Op het karpet voor den divan weren drie kleedjes gelegd en een gedekte
tafel neergezet. Tegen een der zijwanden werd een draagbare oven
geplaatst, onder toezicht van eene slavin, wier taak het was het
gezelschap van heete koeken te voorzien.
Intusschen was Balthasar naar den divan geleid, waar Ilderim en Ben-Hur
hem staande opwachtten. Hij droeg een ruim zwart overkleed en was
langzaam en statig in zijne bewegingen.
--Vrede zij u, mijn vriend, zeide Ilderim, vrede en welkom.
De Egyptenaar antwoordde: de zegen van God Almachtig, den eenigen waren
God, zij met u en de uwen.
Zijne manier van spreken maakte diepen indruk op Ben-Hur.
--Deze jonkman, Balthasar, zeide de Sheik, zijn hand op Ben-Hurs arm
leggend, zal hedenavond brood met ons breken.
De Egyptenaar zag den jonkman onderzoekend aan, waarop de Sheik
vervolgde: Ik heb hem beloofd, dat hij mijne paarden mag probeeren, en
als het goed gaat zal hij er in den circus mee optreden.

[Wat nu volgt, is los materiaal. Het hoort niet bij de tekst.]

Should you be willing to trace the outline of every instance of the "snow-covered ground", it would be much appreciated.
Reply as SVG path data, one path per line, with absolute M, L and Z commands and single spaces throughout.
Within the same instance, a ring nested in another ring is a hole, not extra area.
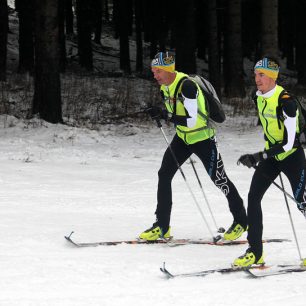
M 244 199 L 253 171 L 236 161 L 263 145 L 252 122 L 228 119 L 218 134 L 227 173 Z M 173 129 L 165 131 L 171 139 Z M 77 241 L 133 239 L 151 226 L 165 146 L 150 122 L 93 131 L 0 116 L 0 305 L 305 305 L 304 273 L 167 280 L 159 271 L 164 261 L 174 272 L 227 267 L 246 245 L 77 249 L 65 241 L 72 230 Z M 197 160 L 196 167 L 218 225 L 228 227 L 225 198 Z M 204 203 L 191 166 L 183 170 Z M 179 173 L 173 193 L 172 234 L 209 239 Z M 305 257 L 305 219 L 290 204 Z M 284 198 L 275 187 L 266 194 L 263 211 L 264 237 L 292 240 L 264 245 L 266 261 L 298 263 Z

Balthasar staarde Ben-Hur zwijgend aan.
--Hij kwam met goede aanbevelingen, ging Ilderim voort, die niets van
dat zwijgen begreep. Overeenkomstig die aanbevelingen stel ik hem u voor
als den zoon van Arrius, den edelen Romeinschen duumvir, hoewel hijzelf
zich een Israeliet noemt uit den stam van Juda, en, bij mijn baard, ik
geloof wat hij zegt.
--Weet dan, edelmoedige Sheik, zeide Balthasar, dat mijn leven vandaag
in gevaar geweest is en ik hier niet zitten zou, zoo niet een jonkman,
het evenbeeld van dezen uwen gast, tusschenbeide getreden was en mij
gered had, toen alle anderen vloden.
Toen wendde hij zich tot Ben-Hur en vraagde: Waart gij dat niet?
--Wat zal ik u zeggen, zeide Ben-Hur bescheiden. Ik ben degeen die de
paarden van den onbescheiden Romein tot staan bracht, toen zij bij de
bron Castalia op uw kameel instormden. Uwe dochter gaf mij dezen beker.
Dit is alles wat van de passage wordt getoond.